6. Dog Backpacks– Packs are a great way for dogs to burn extra energy during a hike and give them a sense of purpose. Make sure you get the right size because if the doggy backpack is too small or too large, it can cause discomfort and even injury. Get your dog used to it by letting him wear the empty pack on short walks in the neighborhood. Younger and healthier working-type dogs can carry up to 25 percent of their body weight. For most dogs, 10 to 15 percent is plenty, which is usually enough for them to bring along their own water and kibble. Consult your vet before taking your dog on a long hike with a full backpack.

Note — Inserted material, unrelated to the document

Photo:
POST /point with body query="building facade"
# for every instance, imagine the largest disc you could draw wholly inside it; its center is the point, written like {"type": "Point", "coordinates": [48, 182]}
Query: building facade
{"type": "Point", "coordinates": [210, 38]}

7. First Aid– Even for short hikes, it’s a good idea to bring basic first aid supplies like gauze pads, bandage tape, topical disinfectant, tweezers (for ticks and porcupine quills). Keep your vet or emergency vet’s phone number on speed dial.
8. Hydration– Dogs get dehydrated much faster than humans do, so bring plenty of water and a collapsible bowl. Many hikers let their dogs drink out of creeks and lakes, but they risk ingesting the giardia parasite, which settles in the small intestine and can wreak havoc on your dog’s system. If you allow your dog to drink from a creek, purify the water first just to be sure.
9. Elevation– If the trail will take you to higher elevations, ascend at a slow and steady pace and make sure both of you drink plenty of water. Watch your dog closely for signs of altitude sickness. If she is panting heavily or slowing down, consider heading back down the trail or at least giving her a long rest. Dogs want to please their owners and will try to tough it out, so it’s up to us to make sure they are not overdoing it.
10. Poop Bags– Bring them, use them, and pack them out!
11. After the Hike– Thoroughly check your dog for cuts or injuries as well as ticks, which can carry Lyme disease. Dogs burn energy faster than humans, so keep kibble handy so your happy, trail-weary dog can have a little meal before you head home.
The benefits of living near the mountains are the beautiful hikes that are available to you. To find trails that allow dogs, your best resource would be to go on your state’s trail website. There you will find all the information you need about the trail, distance, elevation, location, and whether or not your furry friends are allowed.